Читаем Языки культуры полностью

Однако это же положение дел объясняет, почему разные «я» так легко обмениваются и разными масками (которые все равно всегда чужие), и разным жизненным и житейским опытом. Внутри произведения я» персонажа может претендовать на тот опыт, который больше принадлежит миру, чем «мне», точно так же как и само произведение больше принадлежит миру и поэзии, чем автору. Всякий мой опыт — это (в отличие от ситуации пережившего бездны психологизма современного мыслителя) сначала «опыт», а потом уж, — возможно, и при известных условиях, — и «мой» опыт. Коль скоро всеобщий принцип риторики закрывает доступ к непосредственности в ее буквальной и детальной конкретности, — все, за что ни примется подчиненный риторике автор, тотчас же обретает черты общего и приспособляется к традиции, и эта же риторика «готового» слова закрывает «я» от него самого и в сфере слова выступает как маска.

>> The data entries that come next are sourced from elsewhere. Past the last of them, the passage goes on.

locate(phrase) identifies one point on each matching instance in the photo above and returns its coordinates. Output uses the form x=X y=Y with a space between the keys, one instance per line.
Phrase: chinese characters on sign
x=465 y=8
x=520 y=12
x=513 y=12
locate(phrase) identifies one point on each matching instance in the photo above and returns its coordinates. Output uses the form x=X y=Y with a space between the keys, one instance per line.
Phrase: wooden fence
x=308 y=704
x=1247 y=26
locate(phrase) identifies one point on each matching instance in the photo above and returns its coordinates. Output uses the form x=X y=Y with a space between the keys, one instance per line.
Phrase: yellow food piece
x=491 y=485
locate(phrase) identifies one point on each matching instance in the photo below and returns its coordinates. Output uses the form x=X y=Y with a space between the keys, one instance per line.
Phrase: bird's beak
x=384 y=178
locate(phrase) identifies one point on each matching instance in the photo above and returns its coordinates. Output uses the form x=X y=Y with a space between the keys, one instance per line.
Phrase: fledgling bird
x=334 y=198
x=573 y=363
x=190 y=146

В известном отношении эта риторика, притязающая на свою обобщенность и общезначимость, не даст сказаться ничему непосредственному и никакой непосредственности, и так вплоть до, казалось бы, простейших житейских моментов: если, например, писатель скажет, что ему легко пишется, то это будет литературным топосом, общим местом, не более и не менее того, а если он заявит, что пишет тяжело и в муках, то и это будет литературным топосом, — за топосом не видно реальной ситуации автора, мы не знаем того, что на самом деле, и не можем отличить риторическое от «настоящего», а наш автор не знает, что такое «на самом деле» и что такое «настоящее», точно так же как он в ту пору не знает, что такое «вещь в себе» Канта. Таково «мифориторическое» постижение мира, — оно во всяком случае предшествует «настоящему» миру, такому, который был бы просто «как он есть».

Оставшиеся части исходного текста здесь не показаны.